I have never understood this argument. Just because you had children before marriage, you only deserve a minimal register office wedding? Why does them having children mean they can’t have a nice wedding day?

Edited

What's wrong with a "minimal registrar office" wedding. Don't sneer at them they can be very romantic

vanillawaffle · 24/03/2024 19:45

It doesn't take 2 years to plan a wedding, even a fancy one

Itloggedmeoutagain · 24/03/2024 20:02

askingaquestionaboutthis · 24/03/2024 08:59

Also my friend told me that a wedding abroad isn't legally recognised in the U.K. and so we'd need to pay for a ceremony here too to make it legal - does anyone know why this is?

Depends on the country.
We got married in Cyprus without doing another one here. We had to go to solicitors here before to get something signed.
Spain and France is def not recognised here. You have to do register office here as well

martinisforeveryone · 24/03/2024 20:04

Concannon88 · 24/03/2024 17:25

Protection from what?
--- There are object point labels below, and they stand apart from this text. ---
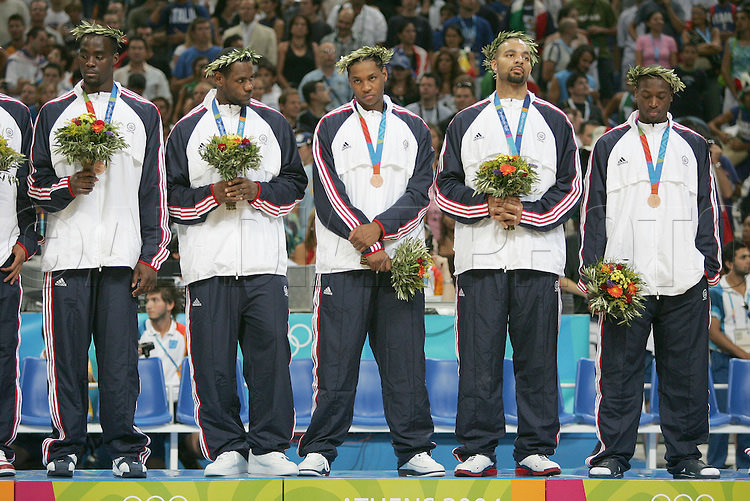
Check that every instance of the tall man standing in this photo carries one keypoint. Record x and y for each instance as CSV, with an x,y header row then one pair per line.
x,y
659,214
19,242
107,236
517,271
234,262
370,194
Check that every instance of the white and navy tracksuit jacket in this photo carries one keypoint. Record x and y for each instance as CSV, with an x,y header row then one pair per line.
x,y
344,200
235,264
515,271
17,226
92,245
676,247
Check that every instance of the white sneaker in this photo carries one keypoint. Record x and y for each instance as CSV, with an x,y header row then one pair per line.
x,y
421,465
6,467
477,465
228,463
537,465
314,465
62,467
275,464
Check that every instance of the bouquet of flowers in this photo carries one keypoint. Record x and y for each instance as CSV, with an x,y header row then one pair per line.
x,y
615,290
231,155
89,141
9,158
505,176
409,267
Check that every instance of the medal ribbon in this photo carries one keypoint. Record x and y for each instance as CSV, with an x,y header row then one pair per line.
x,y
376,154
110,104
220,122
515,147
654,173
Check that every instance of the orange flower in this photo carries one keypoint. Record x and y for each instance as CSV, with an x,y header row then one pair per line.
x,y
507,169
98,126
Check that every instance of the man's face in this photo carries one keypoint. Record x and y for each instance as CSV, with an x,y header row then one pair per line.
x,y
237,85
96,60
16,29
156,307
137,51
653,97
368,83
512,61
247,11
428,88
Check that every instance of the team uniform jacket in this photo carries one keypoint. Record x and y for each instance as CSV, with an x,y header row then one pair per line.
x,y
124,219
344,197
16,131
673,245
476,135
249,240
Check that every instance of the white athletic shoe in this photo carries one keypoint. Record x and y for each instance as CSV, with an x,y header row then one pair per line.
x,y
228,463
274,464
421,465
314,465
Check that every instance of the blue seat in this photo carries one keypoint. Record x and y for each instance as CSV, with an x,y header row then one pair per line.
x,y
368,402
510,407
152,407
442,387
300,370
738,397
185,404
35,403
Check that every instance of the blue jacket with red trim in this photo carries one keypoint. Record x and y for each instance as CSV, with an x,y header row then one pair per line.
x,y
124,219
345,197
249,240
20,228
673,245
476,135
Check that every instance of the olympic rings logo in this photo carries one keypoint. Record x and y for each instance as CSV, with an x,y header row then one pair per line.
x,y
297,343
176,497
682,497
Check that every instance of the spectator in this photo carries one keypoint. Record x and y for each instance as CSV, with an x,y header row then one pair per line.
x,y
289,106
156,82
581,59
337,84
428,107
418,57
16,31
26,64
167,335
271,17
692,100
318,28
655,48
580,98
200,35
343,38
261,38
298,55
401,86
369,25
736,57
317,96
599,21
421,25
271,90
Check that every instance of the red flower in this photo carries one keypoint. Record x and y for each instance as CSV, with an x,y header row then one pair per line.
x,y
507,169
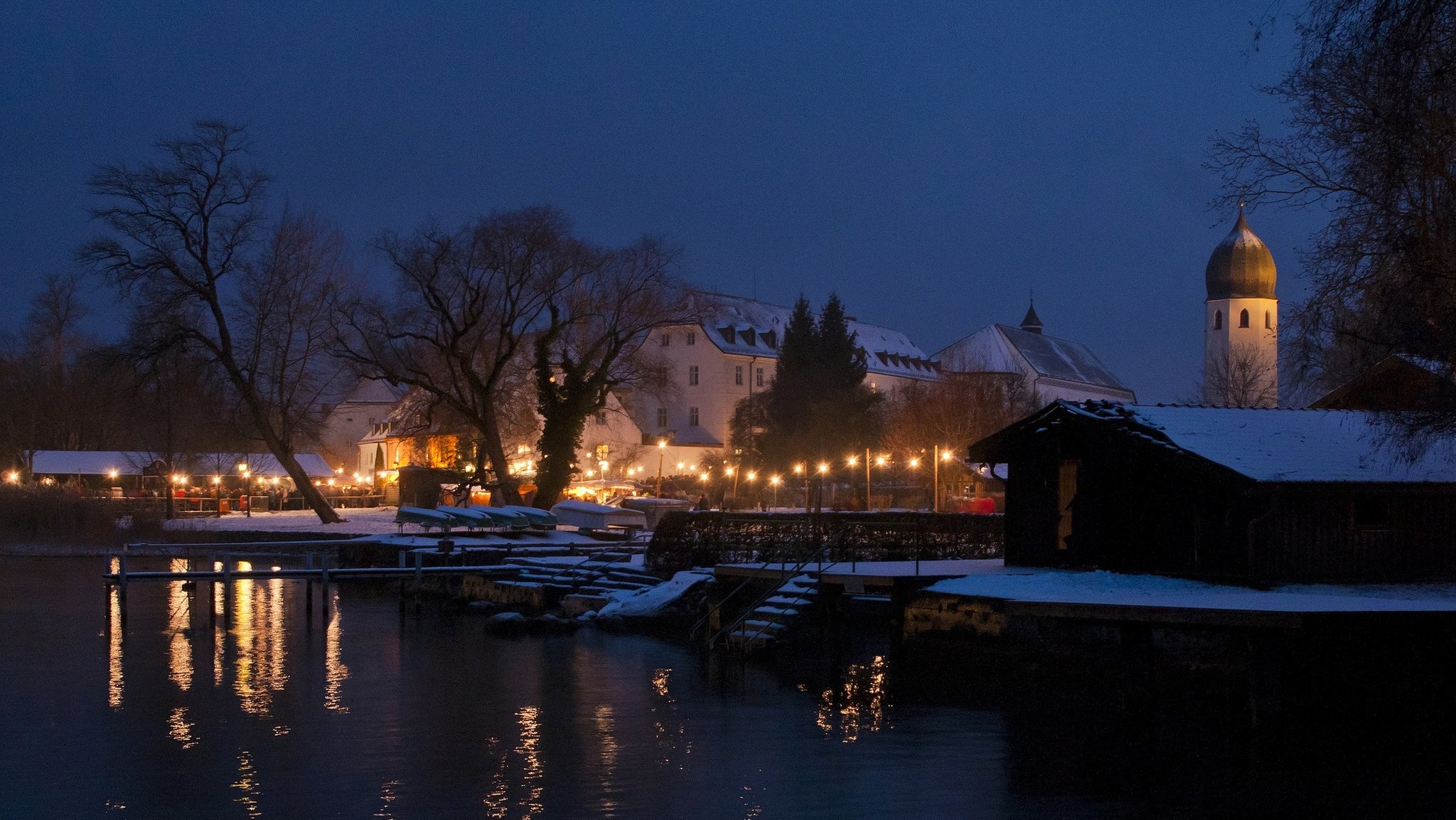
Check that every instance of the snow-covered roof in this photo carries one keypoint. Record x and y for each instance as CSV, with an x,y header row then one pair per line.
x,y
1279,444
373,392
999,348
746,326
132,462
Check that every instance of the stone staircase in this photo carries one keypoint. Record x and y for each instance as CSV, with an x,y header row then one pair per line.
x,y
766,622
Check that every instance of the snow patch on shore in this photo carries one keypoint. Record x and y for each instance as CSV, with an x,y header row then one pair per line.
x,y
1117,589
651,600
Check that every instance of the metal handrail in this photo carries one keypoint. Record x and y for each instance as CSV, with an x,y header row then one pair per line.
x,y
772,592
743,585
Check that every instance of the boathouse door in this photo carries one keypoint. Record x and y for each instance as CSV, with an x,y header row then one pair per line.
x,y
1066,496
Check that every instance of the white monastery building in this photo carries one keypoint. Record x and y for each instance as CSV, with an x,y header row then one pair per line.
x,y
1241,322
730,356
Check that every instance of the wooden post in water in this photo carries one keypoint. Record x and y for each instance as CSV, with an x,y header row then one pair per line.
x,y
308,587
323,585
419,563
228,590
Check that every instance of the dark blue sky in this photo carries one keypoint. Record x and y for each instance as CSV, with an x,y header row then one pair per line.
x,y
929,162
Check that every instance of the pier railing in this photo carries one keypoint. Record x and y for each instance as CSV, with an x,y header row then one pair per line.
x,y
704,539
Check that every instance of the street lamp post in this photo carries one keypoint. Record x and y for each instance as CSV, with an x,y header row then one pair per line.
x,y
935,484
661,449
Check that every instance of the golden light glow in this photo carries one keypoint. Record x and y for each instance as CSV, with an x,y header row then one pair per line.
x,y
334,669
115,681
179,729
529,749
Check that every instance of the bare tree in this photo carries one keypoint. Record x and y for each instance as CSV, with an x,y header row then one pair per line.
x,y
183,239
1248,378
592,343
286,309
459,322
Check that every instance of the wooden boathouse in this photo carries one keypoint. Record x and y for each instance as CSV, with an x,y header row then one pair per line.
x,y
1226,494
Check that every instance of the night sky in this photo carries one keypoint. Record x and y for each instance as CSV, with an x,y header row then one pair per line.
x,y
933,164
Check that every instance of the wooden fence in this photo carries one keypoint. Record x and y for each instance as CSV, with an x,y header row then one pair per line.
x,y
704,539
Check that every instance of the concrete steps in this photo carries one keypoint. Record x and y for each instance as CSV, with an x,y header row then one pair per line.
x,y
772,618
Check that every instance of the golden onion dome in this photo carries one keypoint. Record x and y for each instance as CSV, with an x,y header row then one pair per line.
x,y
1241,267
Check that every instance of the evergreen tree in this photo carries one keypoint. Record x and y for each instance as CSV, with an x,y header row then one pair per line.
x,y
840,360
819,407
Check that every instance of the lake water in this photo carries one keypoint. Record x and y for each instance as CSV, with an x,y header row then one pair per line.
x,y
373,714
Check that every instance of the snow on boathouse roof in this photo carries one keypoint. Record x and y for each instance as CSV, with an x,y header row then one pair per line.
x,y
1279,444
746,326
132,462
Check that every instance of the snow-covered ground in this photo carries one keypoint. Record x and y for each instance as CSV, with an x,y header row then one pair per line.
x,y
1097,587
886,568
366,521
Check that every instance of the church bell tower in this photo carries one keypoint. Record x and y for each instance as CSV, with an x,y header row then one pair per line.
x,y
1241,322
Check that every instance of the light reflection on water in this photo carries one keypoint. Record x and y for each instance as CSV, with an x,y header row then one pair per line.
x,y
258,634
247,782
115,683
858,704
334,667
179,622
443,721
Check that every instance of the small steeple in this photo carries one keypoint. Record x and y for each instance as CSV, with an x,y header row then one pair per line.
x,y
1032,324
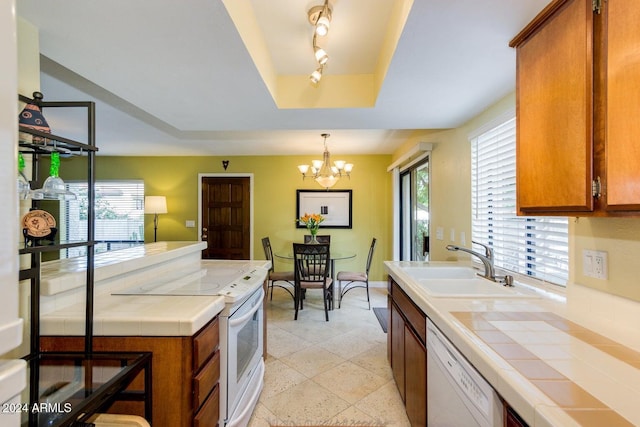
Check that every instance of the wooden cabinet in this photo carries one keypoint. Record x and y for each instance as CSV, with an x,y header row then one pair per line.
x,y
578,142
407,352
185,374
511,418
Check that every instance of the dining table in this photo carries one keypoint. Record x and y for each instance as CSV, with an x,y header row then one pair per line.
x,y
333,257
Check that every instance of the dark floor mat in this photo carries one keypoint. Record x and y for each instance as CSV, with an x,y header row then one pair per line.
x,y
382,313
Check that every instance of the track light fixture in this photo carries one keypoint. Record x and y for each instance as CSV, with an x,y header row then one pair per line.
x,y
322,171
320,18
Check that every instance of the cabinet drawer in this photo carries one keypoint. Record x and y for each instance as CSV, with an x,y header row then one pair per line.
x,y
410,311
205,343
205,380
210,412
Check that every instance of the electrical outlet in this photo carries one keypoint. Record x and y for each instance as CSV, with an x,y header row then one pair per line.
x,y
594,264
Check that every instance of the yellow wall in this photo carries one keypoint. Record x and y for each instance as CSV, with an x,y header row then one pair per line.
x,y
620,238
276,179
451,210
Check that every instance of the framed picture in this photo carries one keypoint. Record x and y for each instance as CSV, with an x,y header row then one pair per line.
x,y
333,205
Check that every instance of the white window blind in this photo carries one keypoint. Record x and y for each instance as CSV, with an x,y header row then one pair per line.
x,y
119,215
532,246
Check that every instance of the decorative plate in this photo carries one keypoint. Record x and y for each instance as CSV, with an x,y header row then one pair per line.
x,y
38,223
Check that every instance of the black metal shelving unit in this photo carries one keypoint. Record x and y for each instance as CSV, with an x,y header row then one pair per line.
x,y
99,378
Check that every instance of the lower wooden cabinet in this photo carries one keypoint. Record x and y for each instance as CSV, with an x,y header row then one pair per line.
x,y
511,418
408,353
185,374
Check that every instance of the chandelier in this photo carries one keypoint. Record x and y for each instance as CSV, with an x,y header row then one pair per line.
x,y
320,18
322,171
Shes already said they don't have assets

It's not all about material assets, although everyone has assets of some kind even if they don't amount to much. You should read the links posted on the legal position of people who live as 'married' but don't have any status in the eyes of the law.

Concannon88 · 24/03/2024 20:24

martinisforeveryone · 24/03/2024 20:04

It's not all about material assets, although everyone has assets of some kind even if they don't amount to much. You should read the links posted on the legal position of people who live as 'married' but don't have any status in the eyes of the law.

No they don't. Having belongings is not the same as having assets. Getting married isn't all about women protecting themselves, the man would be as equally protected.

martinisforeveryone · 24/03/2024 20:34

Well of course the man would be equally protected, we're talking about people who love each other wanting what's best for each other surely? and disposal of belongings, however trivial, can be very traumatic when there's no clarity.

But I'm not thinking of what happens to the other half's pension in the case of a break up, I'm thinking of worst case scenario type stuff. In the OP's situation her DP is not on good terms with his parents, but should something catastrophic happen and he ended up on life support, or let's not say the OP here but any random couple, I'd think it's important for the people who are loved the most to have a clear legal position. At the very least a formal Will and LPA.

Protection in the eyes of the law isn't only about when couples split up.